The wide range of potential outcomes surprised the researchers—and underscores the need to take local factors into account when making policy to prepare for future climate change.

“One of the key takeaways for me is that even though the whole Arctic is going to warm and lose ice, we see very different outcomes from one community to another,” says lead author Sarah Cooley, a PhD student at Brown University’s Institute for Environment and Society (IBES).

“When you combine that wide range of outcomes with the fact that different communities have lots of social, cultural, and economic differences, it means that some communities may experience much larger impacts than others.”

For example, the northern Canadian communities of Clyde River and Taloyoak, particularly dependent upon shorefast ice for subsistence hunting and fishing, will see some of the most substantial declines in sea ice.

 

Drone footage from April 2019 captures ice breakup near Uummannaq. (Credit: Chris Horvat)

On average, these two communities can expect ice to break up 23 to 44 days earlier, respectively by 2100. That could mean “economically and culturally significant activities on the ice will be harder to maintain in the future,” the researchers write.

That the coldest regions in the study could see the largest reductions in ice is cause for concern, says coauthor Johnny Ryan, a postdoctoral researcher at IBES.

“Some of these places are considered to be the last remnants of truly polar ecosystems and people talk a lot about preserving these areas in particular,” Ryan says. “Yet these are the areas that we find will lose the most ice.”
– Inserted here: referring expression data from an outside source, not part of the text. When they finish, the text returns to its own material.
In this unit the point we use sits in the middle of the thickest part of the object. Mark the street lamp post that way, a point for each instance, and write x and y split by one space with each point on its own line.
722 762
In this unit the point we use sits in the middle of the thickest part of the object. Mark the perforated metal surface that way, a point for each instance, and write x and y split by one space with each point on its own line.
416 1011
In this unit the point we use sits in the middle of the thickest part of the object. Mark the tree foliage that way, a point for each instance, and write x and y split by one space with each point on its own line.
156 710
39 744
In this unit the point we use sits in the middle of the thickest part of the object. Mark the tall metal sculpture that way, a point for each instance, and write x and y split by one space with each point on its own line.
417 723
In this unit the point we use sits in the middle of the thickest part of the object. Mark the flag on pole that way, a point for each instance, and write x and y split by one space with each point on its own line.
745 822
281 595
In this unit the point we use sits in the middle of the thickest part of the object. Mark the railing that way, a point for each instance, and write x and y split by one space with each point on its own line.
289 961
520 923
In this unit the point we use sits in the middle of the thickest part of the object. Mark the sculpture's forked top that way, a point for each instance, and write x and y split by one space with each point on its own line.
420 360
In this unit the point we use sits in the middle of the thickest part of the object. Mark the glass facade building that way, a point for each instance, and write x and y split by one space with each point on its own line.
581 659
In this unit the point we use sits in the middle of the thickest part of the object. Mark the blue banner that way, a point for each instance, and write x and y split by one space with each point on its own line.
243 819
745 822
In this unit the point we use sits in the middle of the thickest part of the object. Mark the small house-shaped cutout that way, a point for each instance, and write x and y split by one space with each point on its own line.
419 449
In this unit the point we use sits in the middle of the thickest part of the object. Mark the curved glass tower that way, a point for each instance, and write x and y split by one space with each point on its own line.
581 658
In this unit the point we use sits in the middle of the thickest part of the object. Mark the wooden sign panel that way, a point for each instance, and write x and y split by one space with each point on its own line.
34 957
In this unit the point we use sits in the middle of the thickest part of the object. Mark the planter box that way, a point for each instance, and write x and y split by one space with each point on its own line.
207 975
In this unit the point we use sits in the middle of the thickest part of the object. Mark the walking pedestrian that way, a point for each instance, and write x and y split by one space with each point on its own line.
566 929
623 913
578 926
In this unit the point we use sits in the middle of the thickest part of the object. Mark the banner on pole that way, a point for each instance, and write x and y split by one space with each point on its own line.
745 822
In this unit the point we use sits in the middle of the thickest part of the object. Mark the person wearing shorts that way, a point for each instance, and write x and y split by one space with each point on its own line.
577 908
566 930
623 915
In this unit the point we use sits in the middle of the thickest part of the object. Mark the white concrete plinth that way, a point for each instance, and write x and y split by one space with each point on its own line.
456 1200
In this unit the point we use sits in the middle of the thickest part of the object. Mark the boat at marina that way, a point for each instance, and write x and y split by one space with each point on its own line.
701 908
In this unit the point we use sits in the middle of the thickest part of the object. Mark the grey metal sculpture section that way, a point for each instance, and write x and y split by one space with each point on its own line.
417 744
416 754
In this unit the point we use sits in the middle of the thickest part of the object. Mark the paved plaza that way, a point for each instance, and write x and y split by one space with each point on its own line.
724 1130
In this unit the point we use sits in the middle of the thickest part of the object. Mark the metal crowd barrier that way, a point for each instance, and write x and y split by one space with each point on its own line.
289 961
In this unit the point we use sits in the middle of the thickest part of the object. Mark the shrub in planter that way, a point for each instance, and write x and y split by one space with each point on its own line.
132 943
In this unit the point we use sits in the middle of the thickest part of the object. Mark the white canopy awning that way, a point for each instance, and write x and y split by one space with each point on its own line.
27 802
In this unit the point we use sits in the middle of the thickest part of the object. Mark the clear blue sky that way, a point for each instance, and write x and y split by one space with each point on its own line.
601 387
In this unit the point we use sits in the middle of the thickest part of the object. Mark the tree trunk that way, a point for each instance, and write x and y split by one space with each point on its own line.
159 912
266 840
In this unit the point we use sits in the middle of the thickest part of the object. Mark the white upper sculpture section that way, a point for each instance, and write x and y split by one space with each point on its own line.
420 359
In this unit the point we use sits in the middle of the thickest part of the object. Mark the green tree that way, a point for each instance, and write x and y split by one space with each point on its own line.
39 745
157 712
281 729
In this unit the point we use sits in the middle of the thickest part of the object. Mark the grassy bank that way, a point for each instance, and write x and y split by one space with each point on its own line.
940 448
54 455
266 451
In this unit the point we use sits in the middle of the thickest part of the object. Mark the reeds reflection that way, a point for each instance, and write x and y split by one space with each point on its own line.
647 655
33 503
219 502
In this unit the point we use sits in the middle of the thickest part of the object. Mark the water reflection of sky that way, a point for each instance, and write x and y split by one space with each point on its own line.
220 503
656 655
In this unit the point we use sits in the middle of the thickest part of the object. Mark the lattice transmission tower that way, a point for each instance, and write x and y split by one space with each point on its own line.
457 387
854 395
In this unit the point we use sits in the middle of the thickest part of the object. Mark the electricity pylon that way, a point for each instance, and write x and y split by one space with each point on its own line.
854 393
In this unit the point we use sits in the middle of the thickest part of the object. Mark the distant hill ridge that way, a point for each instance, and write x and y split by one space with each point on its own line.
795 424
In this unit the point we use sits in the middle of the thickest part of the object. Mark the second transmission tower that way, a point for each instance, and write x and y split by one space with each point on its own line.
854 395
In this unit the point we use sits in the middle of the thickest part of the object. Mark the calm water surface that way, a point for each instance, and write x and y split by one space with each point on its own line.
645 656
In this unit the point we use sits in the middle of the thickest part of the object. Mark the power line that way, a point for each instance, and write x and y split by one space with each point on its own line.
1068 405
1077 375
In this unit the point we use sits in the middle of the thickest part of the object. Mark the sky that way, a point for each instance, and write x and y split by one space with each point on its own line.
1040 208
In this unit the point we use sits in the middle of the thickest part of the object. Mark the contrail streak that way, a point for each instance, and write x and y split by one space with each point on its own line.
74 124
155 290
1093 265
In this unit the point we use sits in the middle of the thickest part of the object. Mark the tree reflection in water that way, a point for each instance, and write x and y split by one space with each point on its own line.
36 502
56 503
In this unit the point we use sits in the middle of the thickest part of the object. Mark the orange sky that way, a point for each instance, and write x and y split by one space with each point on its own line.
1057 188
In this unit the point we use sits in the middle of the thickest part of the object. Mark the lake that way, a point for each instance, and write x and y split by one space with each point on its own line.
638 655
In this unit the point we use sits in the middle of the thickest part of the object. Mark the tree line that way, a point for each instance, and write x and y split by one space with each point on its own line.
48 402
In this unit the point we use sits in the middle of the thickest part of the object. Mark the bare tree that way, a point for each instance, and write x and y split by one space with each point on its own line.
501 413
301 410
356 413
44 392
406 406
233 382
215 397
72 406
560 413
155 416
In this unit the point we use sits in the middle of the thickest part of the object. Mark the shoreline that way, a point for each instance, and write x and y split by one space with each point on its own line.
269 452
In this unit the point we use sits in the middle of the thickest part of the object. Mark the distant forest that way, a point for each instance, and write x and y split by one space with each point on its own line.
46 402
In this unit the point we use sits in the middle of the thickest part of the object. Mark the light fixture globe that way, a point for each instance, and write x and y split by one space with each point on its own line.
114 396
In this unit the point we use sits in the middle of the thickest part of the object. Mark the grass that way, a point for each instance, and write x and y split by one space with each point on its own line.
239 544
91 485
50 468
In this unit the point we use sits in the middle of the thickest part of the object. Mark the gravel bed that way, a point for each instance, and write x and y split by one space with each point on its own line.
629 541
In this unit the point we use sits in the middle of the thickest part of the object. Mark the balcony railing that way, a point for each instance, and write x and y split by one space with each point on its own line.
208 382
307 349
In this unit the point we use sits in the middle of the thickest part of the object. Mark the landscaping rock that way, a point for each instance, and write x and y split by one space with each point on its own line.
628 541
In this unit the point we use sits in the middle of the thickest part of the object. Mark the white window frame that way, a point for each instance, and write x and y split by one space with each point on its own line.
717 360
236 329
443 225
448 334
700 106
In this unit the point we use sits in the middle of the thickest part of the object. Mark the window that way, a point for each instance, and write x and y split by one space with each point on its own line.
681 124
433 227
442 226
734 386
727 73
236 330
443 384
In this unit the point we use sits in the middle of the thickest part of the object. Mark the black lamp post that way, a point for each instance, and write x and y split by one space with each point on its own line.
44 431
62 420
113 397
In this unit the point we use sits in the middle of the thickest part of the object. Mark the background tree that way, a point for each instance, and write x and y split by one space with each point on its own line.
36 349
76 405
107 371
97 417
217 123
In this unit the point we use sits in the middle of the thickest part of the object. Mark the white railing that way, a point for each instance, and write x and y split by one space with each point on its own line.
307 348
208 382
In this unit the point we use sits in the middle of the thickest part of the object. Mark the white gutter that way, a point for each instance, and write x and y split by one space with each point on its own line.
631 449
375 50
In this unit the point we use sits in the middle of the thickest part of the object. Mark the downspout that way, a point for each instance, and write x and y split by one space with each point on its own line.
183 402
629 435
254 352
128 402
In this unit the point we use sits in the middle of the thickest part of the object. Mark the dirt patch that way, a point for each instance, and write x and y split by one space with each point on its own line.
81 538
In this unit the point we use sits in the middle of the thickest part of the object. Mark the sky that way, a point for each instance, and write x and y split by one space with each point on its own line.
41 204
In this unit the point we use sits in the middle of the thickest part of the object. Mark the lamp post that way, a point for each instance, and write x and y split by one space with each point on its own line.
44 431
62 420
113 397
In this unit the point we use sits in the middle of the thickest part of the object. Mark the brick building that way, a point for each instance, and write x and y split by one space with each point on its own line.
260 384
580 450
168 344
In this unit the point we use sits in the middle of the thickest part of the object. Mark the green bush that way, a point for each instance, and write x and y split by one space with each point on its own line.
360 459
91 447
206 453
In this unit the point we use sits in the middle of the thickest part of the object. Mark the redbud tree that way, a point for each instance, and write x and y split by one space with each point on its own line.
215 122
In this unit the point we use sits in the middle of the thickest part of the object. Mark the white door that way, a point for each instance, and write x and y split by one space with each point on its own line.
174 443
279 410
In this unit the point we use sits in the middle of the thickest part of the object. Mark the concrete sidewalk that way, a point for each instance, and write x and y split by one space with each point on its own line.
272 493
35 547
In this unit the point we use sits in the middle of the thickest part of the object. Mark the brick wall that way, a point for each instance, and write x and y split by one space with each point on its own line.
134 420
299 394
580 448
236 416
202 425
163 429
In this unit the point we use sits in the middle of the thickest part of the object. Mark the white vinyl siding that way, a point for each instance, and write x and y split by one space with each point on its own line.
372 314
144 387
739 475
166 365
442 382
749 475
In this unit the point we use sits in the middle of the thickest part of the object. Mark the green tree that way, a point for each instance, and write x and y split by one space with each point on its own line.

The research is part of a larger research effort aimed at better understanding how climate change in the Arctic will impact the people who live there. In addition to gathering satellite and scientific data, the researchers conducted fieldwork in the community of Uummannaq in western Greenland to learn more about how the local population utilizes the ice.

 

The research team joined a barbecue on the ice outside Uummannaq. (Credit: Chris Horvat)

“Shorefast ice is something that’s most important from the standpoint of the people who use it,” Cooley says. “It has some implications in terms of global climate, but those are fairly small. This is really all about how it affects the people who actually live in the Arctic, and that’s why we’re studying it.”

The fieldwork also provided a first-hand perspective of how things have changed over the years.

“One of the most powerful things that came out of the field study for me was listening to a hunter talk about how the ice is breaking up earlier than it ever has in his lifetime,” Ryan says.

“We’re only observing this 20-year satellite record. But to be able to learn from locals about what things were like 50 or 60 years ago, it really emphasized how climate change has already impacted the community.”

Moving forward, the researchers hope that mapping the local effects of regional and global climate patterns will be useful for policymakers.

“Because shorefast ice is one of many environmental assets important to Arctic communities,” the researchers write, “future research combining broad-scale analysis tools with community-level characteristics may help provide more actionable information for Arctic populations facing substantial climatic and social change.”

The National Science Foundation funded the work.